For the past several weeks, Direct Relief has helped to bring insights and information concerning aggregated rates of population mobility to the attention daily of health officials and policymakers throughout the U.S. and other parts of the world. In California, Direct Relief is participating daily as part of the data team informing the governor’s Covid-19 response policies. At the same time, Direct Relief has helped to create and co-coordinate, along with colleagues at the Harvard T.H. Chan School of Public Health, the Covid-19 Mobility Data Network, which links together dozens of infectious disease experts and data scientists in a voluntary effort to provide operational analytical support to key public decision-makers throughout the Covid-19 response.
Since the beginning of March, teams of researchers in this network have supported public actors from New York City and the state of California, to Massachusetts, Florida, Michigan, Illinois and Kentucky. Important new work was done in Seattle, Washington, in collaboration with the Gates Foundation and IDN at the outset of the crisis to begin understanding how the reduction in mobility might be reducing mortality from the virus.
Researchers across the Covid-19 Mobility Data Network have been supporting in Italy, Spain, and the UK in the same fashion, while booting up support across India, and increasingly, in Latin America as well, from Santiago, Chile, to Mexico City. The number of locations requesting and receiving support continues to expand almost every day. The number of new data sources also continues to expand, allowing researchers to compare Facebook’s location data with related data from ad tech firms, traffic patterns, financial transactions, and points of interest data which help to fill out the picture of real-time social activity.
Privacy and Data Protection Remain Crucial
The main reason it’s important for nonprofits like Direct Relief, and for the academic research community more broadly, to work with this type of data to inform public actors is to ensure that insights from this data can quickly reach the right people in positions to use them, without violating privacy and data protection laws and policies.
There is no need to spy on everyone in order to use research-based data agreements to improve understanding of who may be following physical distancing guidelines as part of pandemic mitigation.

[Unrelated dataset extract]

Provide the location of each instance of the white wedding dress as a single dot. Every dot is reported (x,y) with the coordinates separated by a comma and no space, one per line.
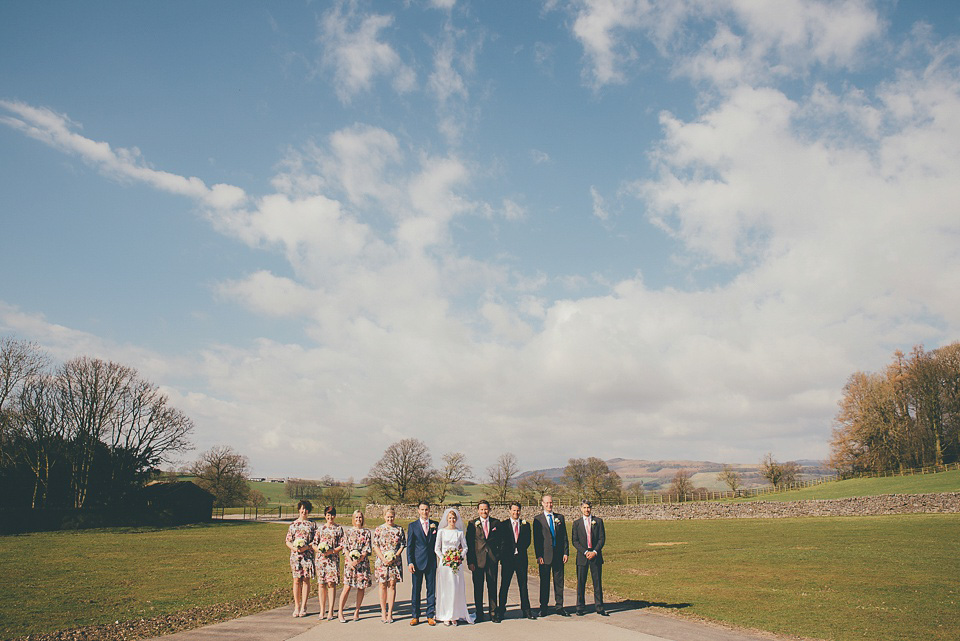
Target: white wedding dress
(451,588)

These agreements were created for the express purpose of allowing vital data to be used without creating conditions where private data is simply being funneled unfiltered to government actors.
As we move into a probable future over the next 18-24 months where distancing guidelines may have to be relaxed and re-imposed on a semi-regular basis in order to reduce pressures on health systems, aggregated human mobility data will be one of our best and in some cases only guides as to whether these policies are working and having their intended effects.
Direct Relief in other parts of its program activity works to keep health workers safe through increased access to personal protective equipment, to expand access to testing, and to keep frontline health centers operational even while they’re experiencing massive economic shocks. But all these efforts depend, for their long-term success, in part on reducing case counts and working together with public sector and private tech company colleagues, like those at Facebook.
Analysis of aggregated mobility data will continue to be in itself one of the most important contributions we can make to the broader fight against Covid-19.